There was no significant difference when evaluating partial or total flap loss between reconstructive groups. However, the only flap loss seen was in the immediate reconstructive group. While flap failure rate was low (5.7%), we hypothesize that this may be due to the defect size caused by oncologic resection. Orthopedic surgeons may have more readily involved the reconstructive team when planning for a large resection that would require flap coverage. Lohman et al. observed this as well when comparing primary versus flap reconstruction. They hypothesize that filling the dead space created by the defect with well vascularized tissue may prevent wound complications when tissue pliability is lost from radiation or the immune system is compromised from comorbidities such as diabetes [9].

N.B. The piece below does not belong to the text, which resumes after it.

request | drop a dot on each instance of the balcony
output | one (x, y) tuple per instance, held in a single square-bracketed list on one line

Neoadjuvant radiation can be associated with increased wound complications compared to postoperative radiation, which has more long-term morbidity and worse functional outcomes. However, these wound complications are often acute and manageable following neoadjuvant therapy [10]. Additionally, neoadjuvant therapy has been shown to have wound complication rates of 32% [11], and in a randomized trial, Baldini et al. found an overall complication rate of 52% following neoadjuvant radiation therapy among patients that required flap reconstruction [12]. Immediate reconstruction with vascularized tissue may provide improved wound healing through increased oxygenation and enhance antibacterial activity following radiation [13]. Our current work supports that decreased rates of wound complications are seen in immediate reconstruction following radiation.

The current study is a retrospective review and as such has limitations, including observer and selection bias. In an effort to minimize the effect of observer bias, we determined the outcomes of interest to be as objectively measured as possible. Initially, the orthopedic surgeons were performing the resections, intraoperative radiation, and the primary closure. As plastic surgeons made themselves available in sarcoma reconstruction, our group began doing more immediate reconstructions. The decrease in intraoperative radiation may be due to the ability to perform wider resection margins knowing that vascularized closure was readily available. While it would be a better study design to perform a prospective trial, ethical standards do not allow for this type of evaluation.

6. Conclusion

Delayed reconstruction had a significantly higher incidence of infection and wound dehiscence when compared to immediate reconstruction in the sarcoma limb salvage patient population. Immediate reconstruction may reduce the morbidity associated with this complex reconstruction.